Wie sehen die veränderten Bestimmungen für den Zuwendungsbescheid aus? Welche Bedingungen sind an den Bezug von Eingliederungshilfen geknüpft? Welche Zuschüsse gibt es bei Umzügen? Welche Probleme verursachen Sanktionen bei der Hilfe? Das waren unter anderem Fragen, mit denen der Experte konfrontiert wurde und auf die er konkret antwortete. „Viele Menschen haben ein gutes Gespür dafür, wann etwas Recht oder Unrecht ist“, so Garms. Im Übrigen gebe es auch die Möglichkeit bei Streitfällen, etwa über das Amtsgericht einen Beratungsschein für juristischen Beistand in Anspruch zu nehmen.

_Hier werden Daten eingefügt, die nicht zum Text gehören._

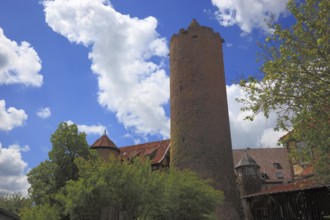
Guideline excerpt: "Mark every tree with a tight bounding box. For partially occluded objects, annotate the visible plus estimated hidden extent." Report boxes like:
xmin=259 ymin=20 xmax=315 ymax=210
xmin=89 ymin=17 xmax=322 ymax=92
xmin=58 ymin=158 xmax=222 ymax=220
xmin=24 ymin=122 xmax=91 ymax=219
xmin=49 ymin=122 xmax=89 ymax=189
xmin=238 ymin=0 xmax=330 ymax=175
xmin=0 ymin=193 xmax=31 ymax=215
xmin=20 ymin=203 xmax=61 ymax=220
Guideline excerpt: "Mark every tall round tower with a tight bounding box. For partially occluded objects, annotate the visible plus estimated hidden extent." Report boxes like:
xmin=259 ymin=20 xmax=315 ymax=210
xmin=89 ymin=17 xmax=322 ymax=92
xmin=170 ymin=20 xmax=241 ymax=220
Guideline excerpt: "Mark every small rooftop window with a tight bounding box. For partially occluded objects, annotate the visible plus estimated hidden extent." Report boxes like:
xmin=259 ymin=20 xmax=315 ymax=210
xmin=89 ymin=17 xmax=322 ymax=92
xmin=273 ymin=162 xmax=283 ymax=169
xmin=260 ymin=173 xmax=269 ymax=180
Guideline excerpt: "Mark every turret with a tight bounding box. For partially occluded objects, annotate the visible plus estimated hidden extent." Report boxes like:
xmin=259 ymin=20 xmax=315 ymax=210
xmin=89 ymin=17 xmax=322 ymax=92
xmin=91 ymin=132 xmax=120 ymax=159
xmin=235 ymin=152 xmax=261 ymax=196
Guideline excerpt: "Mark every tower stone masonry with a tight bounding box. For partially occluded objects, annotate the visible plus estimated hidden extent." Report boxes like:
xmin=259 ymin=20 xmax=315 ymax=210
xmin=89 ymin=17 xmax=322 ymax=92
xmin=170 ymin=20 xmax=241 ymax=220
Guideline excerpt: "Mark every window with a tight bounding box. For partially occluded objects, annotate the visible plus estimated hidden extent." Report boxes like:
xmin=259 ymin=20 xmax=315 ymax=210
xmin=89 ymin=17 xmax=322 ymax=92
xmin=245 ymin=167 xmax=255 ymax=176
xmin=273 ymin=162 xmax=283 ymax=169
xmin=260 ymin=173 xmax=269 ymax=180
xmin=275 ymin=173 xmax=283 ymax=179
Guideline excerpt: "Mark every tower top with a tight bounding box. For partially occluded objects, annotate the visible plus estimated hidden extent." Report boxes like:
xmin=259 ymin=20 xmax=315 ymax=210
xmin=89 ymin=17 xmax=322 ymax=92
xmin=188 ymin=18 xmax=200 ymax=28
xmin=235 ymin=152 xmax=260 ymax=169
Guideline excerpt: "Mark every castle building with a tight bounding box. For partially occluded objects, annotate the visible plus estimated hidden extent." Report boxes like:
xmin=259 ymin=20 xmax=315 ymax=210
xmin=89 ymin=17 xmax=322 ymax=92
xmin=91 ymin=20 xmax=330 ymax=220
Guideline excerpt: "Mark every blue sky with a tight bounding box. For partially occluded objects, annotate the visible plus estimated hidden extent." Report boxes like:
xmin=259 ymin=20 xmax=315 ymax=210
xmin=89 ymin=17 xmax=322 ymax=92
xmin=0 ymin=0 xmax=290 ymax=193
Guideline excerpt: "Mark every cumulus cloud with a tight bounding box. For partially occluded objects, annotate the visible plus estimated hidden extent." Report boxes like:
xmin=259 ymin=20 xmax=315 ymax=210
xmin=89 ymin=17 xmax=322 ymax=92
xmin=67 ymin=120 xmax=106 ymax=135
xmin=0 ymin=28 xmax=43 ymax=87
xmin=212 ymin=0 xmax=288 ymax=33
xmin=227 ymin=84 xmax=286 ymax=148
xmin=36 ymin=107 xmax=52 ymax=119
xmin=43 ymin=0 xmax=169 ymax=137
xmin=0 ymin=100 xmax=28 ymax=131
xmin=0 ymin=143 xmax=30 ymax=195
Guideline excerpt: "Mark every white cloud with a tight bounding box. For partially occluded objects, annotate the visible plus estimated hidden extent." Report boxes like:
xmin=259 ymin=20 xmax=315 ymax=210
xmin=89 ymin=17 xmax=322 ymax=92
xmin=67 ymin=120 xmax=106 ymax=135
xmin=0 ymin=100 xmax=28 ymax=131
xmin=212 ymin=0 xmax=288 ymax=33
xmin=0 ymin=143 xmax=30 ymax=195
xmin=44 ymin=0 xmax=169 ymax=137
xmin=227 ymin=84 xmax=286 ymax=148
xmin=36 ymin=107 xmax=52 ymax=119
xmin=0 ymin=28 xmax=43 ymax=87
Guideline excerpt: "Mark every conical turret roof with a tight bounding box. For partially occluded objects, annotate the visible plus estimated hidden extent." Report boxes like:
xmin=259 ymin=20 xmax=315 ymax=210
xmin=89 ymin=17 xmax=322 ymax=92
xmin=91 ymin=132 xmax=120 ymax=152
xmin=235 ymin=152 xmax=260 ymax=169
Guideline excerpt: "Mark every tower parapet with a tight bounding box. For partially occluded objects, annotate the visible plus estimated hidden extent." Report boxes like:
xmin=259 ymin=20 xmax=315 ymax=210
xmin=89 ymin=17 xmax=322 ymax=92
xmin=170 ymin=20 xmax=241 ymax=220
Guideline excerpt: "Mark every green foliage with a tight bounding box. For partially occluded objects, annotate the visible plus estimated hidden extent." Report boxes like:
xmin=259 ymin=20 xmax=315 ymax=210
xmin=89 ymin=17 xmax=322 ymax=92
xmin=20 ymin=203 xmax=61 ymax=220
xmin=27 ymin=160 xmax=58 ymax=204
xmin=58 ymin=158 xmax=222 ymax=220
xmin=49 ymin=122 xmax=89 ymax=189
xmin=0 ymin=194 xmax=31 ymax=215
xmin=238 ymin=0 xmax=330 ymax=175
xmin=28 ymin=122 xmax=90 ymax=204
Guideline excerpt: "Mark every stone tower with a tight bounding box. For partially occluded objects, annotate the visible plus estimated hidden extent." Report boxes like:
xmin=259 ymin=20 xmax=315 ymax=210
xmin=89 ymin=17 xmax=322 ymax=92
xmin=170 ymin=20 xmax=241 ymax=220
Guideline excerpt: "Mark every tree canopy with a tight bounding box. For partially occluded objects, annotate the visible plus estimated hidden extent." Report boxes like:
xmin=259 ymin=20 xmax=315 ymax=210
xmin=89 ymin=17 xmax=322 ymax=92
xmin=59 ymin=158 xmax=222 ymax=220
xmin=238 ymin=0 xmax=330 ymax=175
xmin=24 ymin=123 xmax=223 ymax=220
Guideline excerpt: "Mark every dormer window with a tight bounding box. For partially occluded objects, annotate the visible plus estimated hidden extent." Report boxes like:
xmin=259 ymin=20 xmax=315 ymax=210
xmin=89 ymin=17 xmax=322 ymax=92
xmin=275 ymin=173 xmax=283 ymax=179
xmin=273 ymin=162 xmax=283 ymax=169
xmin=260 ymin=173 xmax=269 ymax=180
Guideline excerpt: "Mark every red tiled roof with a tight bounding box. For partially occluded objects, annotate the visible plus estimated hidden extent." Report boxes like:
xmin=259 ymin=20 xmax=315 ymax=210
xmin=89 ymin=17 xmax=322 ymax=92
xmin=91 ymin=134 xmax=119 ymax=151
xmin=120 ymin=140 xmax=170 ymax=164
xmin=243 ymin=179 xmax=330 ymax=198
xmin=233 ymin=148 xmax=293 ymax=182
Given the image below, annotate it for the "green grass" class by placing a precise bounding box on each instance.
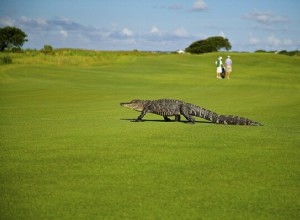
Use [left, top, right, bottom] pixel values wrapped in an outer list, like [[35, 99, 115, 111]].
[[0, 51, 300, 220]]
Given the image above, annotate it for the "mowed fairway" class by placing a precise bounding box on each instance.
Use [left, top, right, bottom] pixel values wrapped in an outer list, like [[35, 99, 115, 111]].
[[0, 52, 300, 220]]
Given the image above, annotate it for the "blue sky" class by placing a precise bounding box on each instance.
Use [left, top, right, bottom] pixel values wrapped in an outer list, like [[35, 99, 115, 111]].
[[0, 0, 300, 51]]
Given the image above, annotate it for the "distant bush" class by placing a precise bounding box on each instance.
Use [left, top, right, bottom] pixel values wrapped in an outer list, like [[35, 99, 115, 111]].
[[255, 50, 267, 53], [41, 45, 54, 55], [0, 55, 12, 64]]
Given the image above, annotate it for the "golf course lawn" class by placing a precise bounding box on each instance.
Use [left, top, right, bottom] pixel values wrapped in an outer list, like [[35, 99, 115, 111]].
[[0, 51, 300, 220]]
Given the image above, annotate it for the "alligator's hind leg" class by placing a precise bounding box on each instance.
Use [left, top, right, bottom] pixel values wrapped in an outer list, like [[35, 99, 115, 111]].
[[164, 116, 171, 121], [175, 115, 180, 121], [180, 105, 195, 124], [135, 109, 148, 122]]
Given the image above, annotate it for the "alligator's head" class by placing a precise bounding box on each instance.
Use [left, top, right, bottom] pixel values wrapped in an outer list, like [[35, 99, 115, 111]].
[[120, 99, 146, 112]]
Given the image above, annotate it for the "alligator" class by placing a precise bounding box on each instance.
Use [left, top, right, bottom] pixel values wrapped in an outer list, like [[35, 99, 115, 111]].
[[120, 99, 262, 126]]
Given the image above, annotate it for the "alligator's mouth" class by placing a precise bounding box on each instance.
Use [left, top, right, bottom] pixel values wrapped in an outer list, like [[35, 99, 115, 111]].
[[120, 100, 144, 112]]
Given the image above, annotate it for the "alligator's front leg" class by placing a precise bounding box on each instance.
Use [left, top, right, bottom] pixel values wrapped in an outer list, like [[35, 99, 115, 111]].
[[180, 105, 195, 124], [135, 109, 148, 122], [164, 116, 171, 121]]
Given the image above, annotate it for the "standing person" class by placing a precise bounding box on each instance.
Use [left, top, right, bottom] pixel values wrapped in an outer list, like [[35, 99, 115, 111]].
[[216, 57, 223, 79], [225, 56, 232, 79]]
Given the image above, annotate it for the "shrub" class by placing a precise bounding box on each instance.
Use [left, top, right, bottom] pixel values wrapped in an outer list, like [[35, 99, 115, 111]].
[[0, 55, 12, 64]]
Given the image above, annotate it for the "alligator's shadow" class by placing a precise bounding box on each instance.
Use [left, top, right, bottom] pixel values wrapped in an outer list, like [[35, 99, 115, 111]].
[[121, 118, 212, 124]]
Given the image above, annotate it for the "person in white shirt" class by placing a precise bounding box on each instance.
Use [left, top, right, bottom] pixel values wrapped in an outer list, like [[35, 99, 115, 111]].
[[216, 57, 223, 79], [225, 56, 232, 79]]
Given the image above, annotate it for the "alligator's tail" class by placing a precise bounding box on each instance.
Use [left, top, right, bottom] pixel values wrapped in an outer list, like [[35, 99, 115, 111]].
[[193, 106, 262, 126]]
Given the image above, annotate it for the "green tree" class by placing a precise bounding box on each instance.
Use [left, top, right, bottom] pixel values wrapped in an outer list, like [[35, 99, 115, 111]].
[[0, 26, 28, 51], [185, 36, 231, 54], [41, 44, 54, 55]]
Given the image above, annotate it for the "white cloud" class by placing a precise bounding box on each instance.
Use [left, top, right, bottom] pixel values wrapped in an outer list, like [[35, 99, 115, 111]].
[[0, 17, 15, 26], [60, 30, 68, 37], [283, 39, 294, 46], [122, 28, 133, 37], [150, 26, 161, 35], [192, 0, 206, 11], [244, 11, 288, 24]]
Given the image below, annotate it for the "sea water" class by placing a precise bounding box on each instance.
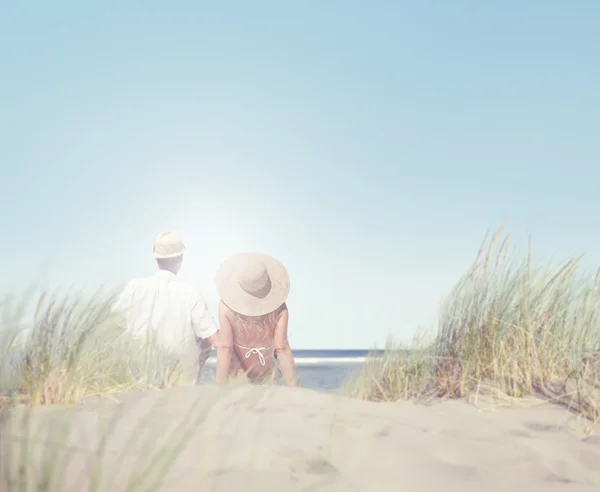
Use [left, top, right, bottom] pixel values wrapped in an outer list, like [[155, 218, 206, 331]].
[[202, 350, 382, 392]]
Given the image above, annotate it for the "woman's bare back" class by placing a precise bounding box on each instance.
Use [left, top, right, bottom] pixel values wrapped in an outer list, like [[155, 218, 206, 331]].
[[226, 303, 287, 380]]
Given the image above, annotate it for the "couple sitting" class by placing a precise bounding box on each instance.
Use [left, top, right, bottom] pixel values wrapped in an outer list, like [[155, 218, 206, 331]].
[[115, 232, 297, 386]]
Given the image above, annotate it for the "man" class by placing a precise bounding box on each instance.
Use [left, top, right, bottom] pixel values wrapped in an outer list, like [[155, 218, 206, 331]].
[[115, 232, 222, 381]]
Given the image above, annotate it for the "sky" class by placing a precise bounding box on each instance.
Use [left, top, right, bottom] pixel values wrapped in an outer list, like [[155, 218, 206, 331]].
[[0, 0, 600, 349]]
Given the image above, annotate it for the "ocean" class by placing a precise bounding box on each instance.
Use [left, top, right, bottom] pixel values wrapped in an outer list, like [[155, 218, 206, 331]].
[[202, 350, 379, 392]]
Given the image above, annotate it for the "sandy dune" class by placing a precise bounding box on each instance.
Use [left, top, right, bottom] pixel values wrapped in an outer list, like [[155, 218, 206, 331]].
[[0, 387, 600, 492]]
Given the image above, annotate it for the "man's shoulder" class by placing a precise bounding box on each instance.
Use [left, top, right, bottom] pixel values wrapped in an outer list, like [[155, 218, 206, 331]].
[[174, 280, 204, 299]]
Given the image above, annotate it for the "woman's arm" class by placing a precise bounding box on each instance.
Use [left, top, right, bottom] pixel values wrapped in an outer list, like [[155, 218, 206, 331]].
[[275, 308, 298, 386], [213, 302, 233, 384]]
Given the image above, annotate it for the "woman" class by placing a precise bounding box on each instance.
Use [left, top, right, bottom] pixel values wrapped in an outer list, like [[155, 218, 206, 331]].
[[217, 253, 298, 386]]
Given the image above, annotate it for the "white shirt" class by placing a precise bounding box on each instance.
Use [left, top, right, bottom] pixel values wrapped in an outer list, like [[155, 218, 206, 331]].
[[114, 270, 218, 353]]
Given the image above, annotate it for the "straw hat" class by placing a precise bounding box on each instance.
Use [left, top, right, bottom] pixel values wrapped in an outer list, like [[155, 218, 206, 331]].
[[217, 253, 290, 316], [152, 231, 187, 259]]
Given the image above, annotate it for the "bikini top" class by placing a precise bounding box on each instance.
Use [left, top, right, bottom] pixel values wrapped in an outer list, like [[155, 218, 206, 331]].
[[234, 343, 275, 366]]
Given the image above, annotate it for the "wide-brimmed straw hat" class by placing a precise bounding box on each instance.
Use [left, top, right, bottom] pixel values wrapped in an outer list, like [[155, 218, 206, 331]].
[[217, 253, 290, 316], [152, 231, 187, 259]]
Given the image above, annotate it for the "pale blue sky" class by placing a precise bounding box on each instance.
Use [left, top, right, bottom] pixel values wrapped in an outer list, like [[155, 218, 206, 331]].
[[0, 0, 600, 348]]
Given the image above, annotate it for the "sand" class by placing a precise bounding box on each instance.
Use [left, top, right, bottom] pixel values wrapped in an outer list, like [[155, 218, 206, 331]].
[[0, 386, 600, 492]]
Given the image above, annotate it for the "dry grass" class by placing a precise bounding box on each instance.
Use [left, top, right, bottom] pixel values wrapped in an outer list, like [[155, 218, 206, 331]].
[[0, 286, 197, 407], [350, 228, 600, 422], [0, 292, 251, 492]]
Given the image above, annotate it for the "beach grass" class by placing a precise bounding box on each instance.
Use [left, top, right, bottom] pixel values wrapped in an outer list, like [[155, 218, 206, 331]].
[[0, 286, 199, 408], [346, 227, 600, 422], [0, 292, 256, 492]]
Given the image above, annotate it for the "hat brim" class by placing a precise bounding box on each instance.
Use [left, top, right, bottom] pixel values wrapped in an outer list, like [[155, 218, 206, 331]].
[[152, 246, 187, 260], [216, 253, 290, 316]]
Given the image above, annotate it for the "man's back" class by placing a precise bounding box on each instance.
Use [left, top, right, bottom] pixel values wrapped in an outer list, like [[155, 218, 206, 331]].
[[115, 270, 218, 353]]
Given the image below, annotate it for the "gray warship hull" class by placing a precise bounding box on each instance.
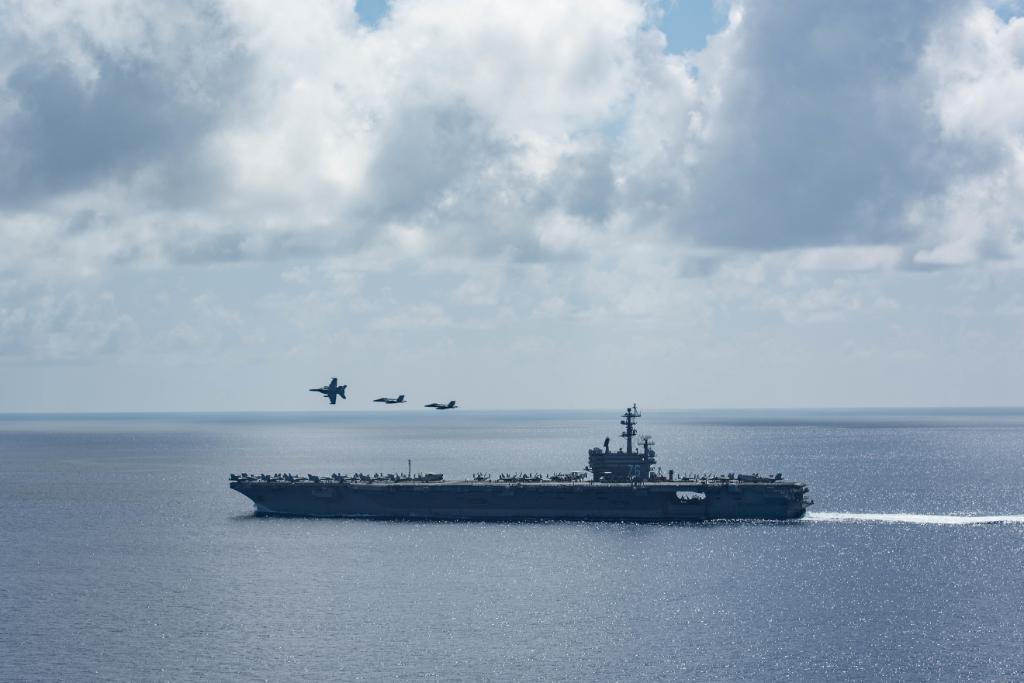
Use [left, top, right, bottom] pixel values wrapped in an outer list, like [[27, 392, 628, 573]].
[[230, 480, 810, 522]]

Thema war auch das neue Bildungspaket, das bislang nur von 50 Prozent derer, denen es zusteht, in Anspruch genommen werde. „Hier sollte stärker nachgefragt werden“, so der Experte. Zuschüsse für Klassenfahrten, Schulmaterial und Mittagessen würden nach entsprechenden Anträgen gewährt. Allerdings sei eine wirkliche Teilhabe an der Bildung nur begrenzt möglich und die sozial schwachen Familien gehörten meist trotzdem zu den Bildungsverlierern.
Im Umgang mit der Arbeitsgemeinschaft (ARGE) und dem Gesetz gehe es nicht nur um Rechts- und finanzielle Ansprüche, sagte Pfarrer Matthias Metzmacher. „Gerade Alleinerziehende, aber auch die gesamte Familie eines Hilfeempfängers sind einfach überlastet mit der Situation, und sie fühlen sich sehr oft allein gelassen“, so Metzmacher, denn die Abhängigkeit von den staatlichen Stellen führe vielfach zu psychologischen Problemen. „Das nagt am Selbstbewusstsein“, weiß der Psychologe.
Die Wortmeldungen der Seminar-Teilnehmer bestätigten dies. Einige äußerten ihre Ängste vor der Altersarmut. Außerdem wird der formale und sehr bürokratische Aufwand des Antragsweges etwa beim Bildungspaket von den Betroffenen oft als Schikane verstanden, unter der sie sehr leiden. Was das Selbstwertgefühl vieler Leistungsempfänger ebenfalls tief verletzt: „Man kommt sich in der Öffentlichkeit immer wieder als ,Sozialschmarotzer‘ diskriminiert vor“, sagte ein Teilnehmer. „Und wenn man sich dann auch noch nicht richtig auskennt, fällt man einfach hinten runter.“
Umso wichtiger sei der von Kirchengemeinde, der Diakoniekonferenz Rhein-Lahn und den Dekanaten initiierte Austausch unter den Betroffenen. „Auch wenn das auf dem flachen Land nicht immer einfach ist“, so Sozialrechts-Experte Harms. Matthias Metzmacher verwies auf die Beratung des Diakonischen Werkes Rhein-Lahn: „Aber da gibt es in Sachen Hartz-IV auch schon lange Warteschlangen bei der Beratung.“ Bei mehr als 3000 Bedarfsgemeinschaften, die im Kreis zurzeit Leistungen nach der so genannten Hartz-IV-Gesetzgebung beanspruchen, kein Wunder.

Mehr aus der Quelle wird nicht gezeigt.